Forty years ago, the concept of health care rationing was not widely perceived or mentioned. During the last 15 years, health care costs have become a major focus of public policy. While looking for ways of controlling costs, an awareness of economic trade-offs in the health care decision process has increased. Allocating resources to one branch of the service has meant leaving less available for other services. Allocating resources to one patient means that fewer resources will be available for others. Rationing has thus gained more visibility among the public and has now become explicit at all levels of the health care system. Moreover, in many intensive care units rationing still remains a taboo issue—thoroughly carried out but insufficiently discussed.

Physicians’ responsibility in carrying out the rationalisation of health care expenditure still meets with considerable resistance of a cultural nature. Doctors are wont to have a direct personal relationship with their patients and thus feel culturally alien with intervention costing which, compared to the life and health of the patient, is felt to be not commensurable. Thus, physicians may take a moral stand against considerations of cost in medical acts for the benefit of the health of all who trust themselves to their care [810].

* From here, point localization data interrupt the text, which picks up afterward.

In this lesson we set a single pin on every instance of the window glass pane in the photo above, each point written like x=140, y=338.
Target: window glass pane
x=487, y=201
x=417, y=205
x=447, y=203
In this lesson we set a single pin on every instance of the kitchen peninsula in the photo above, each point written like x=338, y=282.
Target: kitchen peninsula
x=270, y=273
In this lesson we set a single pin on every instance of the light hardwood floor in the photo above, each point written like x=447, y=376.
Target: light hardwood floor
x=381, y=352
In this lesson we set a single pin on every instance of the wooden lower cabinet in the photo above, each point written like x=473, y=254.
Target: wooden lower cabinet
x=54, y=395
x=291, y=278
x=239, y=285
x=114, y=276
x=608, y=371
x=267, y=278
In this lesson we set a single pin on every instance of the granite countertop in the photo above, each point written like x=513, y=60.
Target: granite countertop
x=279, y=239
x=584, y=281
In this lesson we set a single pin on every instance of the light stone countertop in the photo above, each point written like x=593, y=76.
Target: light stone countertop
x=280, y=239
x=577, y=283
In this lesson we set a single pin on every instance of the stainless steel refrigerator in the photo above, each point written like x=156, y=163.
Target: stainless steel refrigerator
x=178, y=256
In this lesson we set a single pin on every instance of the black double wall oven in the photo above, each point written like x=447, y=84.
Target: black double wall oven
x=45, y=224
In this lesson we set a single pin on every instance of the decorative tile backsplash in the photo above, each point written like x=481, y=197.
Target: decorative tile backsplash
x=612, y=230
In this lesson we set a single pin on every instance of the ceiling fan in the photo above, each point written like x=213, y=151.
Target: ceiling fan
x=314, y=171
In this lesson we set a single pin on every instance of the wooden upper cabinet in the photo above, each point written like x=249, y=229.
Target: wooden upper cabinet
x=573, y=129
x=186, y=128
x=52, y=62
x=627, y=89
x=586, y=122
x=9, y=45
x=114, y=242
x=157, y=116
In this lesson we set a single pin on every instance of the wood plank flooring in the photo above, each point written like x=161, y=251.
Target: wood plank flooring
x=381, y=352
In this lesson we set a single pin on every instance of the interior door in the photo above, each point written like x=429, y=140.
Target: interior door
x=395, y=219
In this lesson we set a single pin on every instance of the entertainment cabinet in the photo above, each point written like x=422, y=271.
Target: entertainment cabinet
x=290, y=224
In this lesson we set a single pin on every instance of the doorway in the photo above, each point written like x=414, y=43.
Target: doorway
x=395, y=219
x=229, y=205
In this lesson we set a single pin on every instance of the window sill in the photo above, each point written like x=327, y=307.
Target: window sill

Italy, too, has adopted a management cost reducing strategy for hospital-based facilities and has begun to introduce cutbacks in hospital bed capacity. Such a reduction should have slashed inappropriate admissions, made inter-hospital care more efficient and effective, as well as facilitated early discharge procedures. This strategy, however, has not been well accepted politically because of the strong dissatisfaction it causes among health care users and because it endangers the survival of local politicians. Moreover, the planning of alternative facilities and medical services, even with a reduced inter-hospital bed capacity, does not necessarily translate into an overall reduction in health care spending [11].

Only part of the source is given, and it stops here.